By Nick Squires | Correspondent of The Christian Science Monitorfrom the October 29, 2007 edition
Page 1 of 3
Innisfail, Queensland - A smear of caramel-colored mud coats a sapling at least three feet up its trunk. "That's a big pig," says professional hog trapper Paul Smith. "See this gash in the bark? That was made by its tusk – it would've been a big male, and it was here not long ago."
A beaten trail leads through the tangled jungle fringe to a small creek, where the banks on both sides are churned up – more evidence that wild pigs rule in this muggy corner of tropical Queensland.

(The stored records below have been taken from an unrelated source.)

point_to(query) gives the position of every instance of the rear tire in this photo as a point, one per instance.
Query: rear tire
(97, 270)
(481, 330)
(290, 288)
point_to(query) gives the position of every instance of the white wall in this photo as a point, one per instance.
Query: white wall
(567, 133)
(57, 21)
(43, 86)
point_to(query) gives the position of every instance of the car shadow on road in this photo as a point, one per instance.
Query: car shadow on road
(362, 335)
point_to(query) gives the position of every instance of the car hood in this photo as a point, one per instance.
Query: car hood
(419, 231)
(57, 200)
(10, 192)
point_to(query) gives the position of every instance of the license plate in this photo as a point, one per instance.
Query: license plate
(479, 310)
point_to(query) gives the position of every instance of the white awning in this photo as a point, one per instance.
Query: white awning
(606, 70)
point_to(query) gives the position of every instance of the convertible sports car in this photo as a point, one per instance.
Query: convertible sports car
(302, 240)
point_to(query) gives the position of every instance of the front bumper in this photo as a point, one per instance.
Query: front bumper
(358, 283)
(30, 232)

Australia's lush forests and farmlands are hog heaven. But the wild boar are making it hell for everyone else. Blamed for an array of ruinous behavior to the environment and the crops, feral pigs are among the most destructive pests to be introduced by Europeans – and keeping their numbers down is becoming serious business.
The wild boar here are descended from the domestic pigs that 18th century European explorers such as Capt. James Cook released as a living larder for future expeditions. With plentiful food, a balmy climate, and no natural predators – aside from the occasional marauding crocodile and the piglet-poaching dingoes – the pigs flourished.
Government estimates vary, but suggest there could be up to 23 million pigs in Australia.
Feral pigs inhabit about 40 percent of the land, colonizing a range of habitats from forests and mountains to semi-arid savanna, according to the federal agency, Invasive Animals Cooperative Research Centre.
They have also grown bigger and brawnier than their British ancestors. Some razorbacks weigh more than 300 pounds, and the males are capable of goring a human with their formidable tusks.
The pigs are bad news for Australia. They prey on newborn lambs; damage fences; reduce yields of cereal grain, sugar cane, fruit, and vegetable crops; and spread disease, according to the research center.
They also harm the environment. In Queensland, wild boar dig and root along the banks of creeks and rivers, loosening the soil and making it vulnerable to erosion in the annual wet season. The muddy silt eventually washes into the sea and out to the Great Barrier Reef, smothering pristine reefs and killing coral.